Lincoln was a brilliant film that resonated with 150 years of history up to and including today's struggles over voting rights and even health care.
Argo was an OK political thriller much inferior to great films like Z, Missing or The Year of Living Dangerously.
Permit me to link and repost an excerpt from my December 5, 2012 Diary: I Saw Lincoln and Wept.
I wept because I remembered the faces of the free blacks rejoicing in the gallery when the amendment passed, and thought "do they have any sense of what's in store for them and their descendants in the next 150 years?" Any sense of the struggles they faced against vicious efforts to undo what had been done in 1865? Jim Crow, the Klan, the Scottsboro Boys, Brown v. Bd. of Educ., the '60s and Civil Rights Laws, Martin Luther King, Jr., his assassination, the "Southern Strategy," President Barack Obama, racist backlash to President Obama.
I wept because despite those struggles, the 2012 Election and the "War on Voting" showed that we still need to fight against the voter suppression tactics of loathsome, cynical politicians like Jon Husted, Tom Corbett and Rick Scott. It is a disgrace that they are still seeking to overturn the very progress that cost 600,000 lives 150 years ago, and it is the media's lasting shame that they have not properly branded them as rogue racists.

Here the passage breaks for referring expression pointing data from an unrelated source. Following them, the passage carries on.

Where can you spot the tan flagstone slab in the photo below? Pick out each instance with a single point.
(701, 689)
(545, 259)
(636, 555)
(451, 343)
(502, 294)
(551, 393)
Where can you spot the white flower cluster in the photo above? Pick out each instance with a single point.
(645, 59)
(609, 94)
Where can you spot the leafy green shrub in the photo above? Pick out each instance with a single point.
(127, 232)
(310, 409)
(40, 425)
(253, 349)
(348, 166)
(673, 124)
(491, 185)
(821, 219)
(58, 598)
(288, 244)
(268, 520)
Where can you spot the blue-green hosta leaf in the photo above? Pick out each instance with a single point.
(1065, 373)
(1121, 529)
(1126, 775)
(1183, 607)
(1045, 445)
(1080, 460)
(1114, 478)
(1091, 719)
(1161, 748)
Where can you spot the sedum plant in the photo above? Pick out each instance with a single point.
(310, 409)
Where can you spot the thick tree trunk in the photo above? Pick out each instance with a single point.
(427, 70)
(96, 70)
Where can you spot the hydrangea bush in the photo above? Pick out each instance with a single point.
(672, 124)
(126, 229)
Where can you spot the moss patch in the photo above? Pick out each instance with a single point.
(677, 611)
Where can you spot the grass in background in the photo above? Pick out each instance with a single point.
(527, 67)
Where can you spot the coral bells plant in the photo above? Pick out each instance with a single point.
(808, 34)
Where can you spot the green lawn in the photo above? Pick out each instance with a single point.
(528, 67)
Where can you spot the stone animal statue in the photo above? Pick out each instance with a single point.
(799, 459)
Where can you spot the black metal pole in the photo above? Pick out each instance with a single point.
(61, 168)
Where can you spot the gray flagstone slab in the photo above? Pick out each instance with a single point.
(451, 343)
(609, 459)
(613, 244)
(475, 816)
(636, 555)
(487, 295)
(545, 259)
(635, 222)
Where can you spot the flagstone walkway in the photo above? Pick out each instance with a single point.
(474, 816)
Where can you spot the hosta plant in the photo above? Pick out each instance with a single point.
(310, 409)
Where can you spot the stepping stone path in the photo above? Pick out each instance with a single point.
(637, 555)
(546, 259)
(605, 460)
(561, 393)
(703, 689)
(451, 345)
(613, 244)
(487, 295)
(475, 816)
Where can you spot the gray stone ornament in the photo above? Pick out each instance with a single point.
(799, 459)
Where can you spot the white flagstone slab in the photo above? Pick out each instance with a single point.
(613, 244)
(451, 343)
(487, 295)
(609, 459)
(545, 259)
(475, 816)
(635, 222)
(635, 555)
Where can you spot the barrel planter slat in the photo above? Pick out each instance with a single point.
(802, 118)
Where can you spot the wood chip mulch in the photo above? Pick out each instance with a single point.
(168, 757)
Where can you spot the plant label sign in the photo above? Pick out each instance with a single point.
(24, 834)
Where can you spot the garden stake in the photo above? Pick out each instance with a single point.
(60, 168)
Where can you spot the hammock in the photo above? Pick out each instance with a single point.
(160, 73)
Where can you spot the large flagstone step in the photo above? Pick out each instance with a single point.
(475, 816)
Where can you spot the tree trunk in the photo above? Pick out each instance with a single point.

I wept because I continually thought of the struggle to pass Obamacare while watching the tactics used by Lincoln and his allies to get the votes to pass the 13th Amendment. The overt bribery and questionable deals made the supposed Obamacare "scandals" like the "cornhusker kickback" look like models of honest governance. The cornhusker kickback was no worse than thousands of provisions inserted into thousands of bills throughout American history. And yet it became such a symbol of supposed "corruption" that the "brilliant" Justice Scalia revealed at Supreme Court oral argument that he thought it made it into the final law.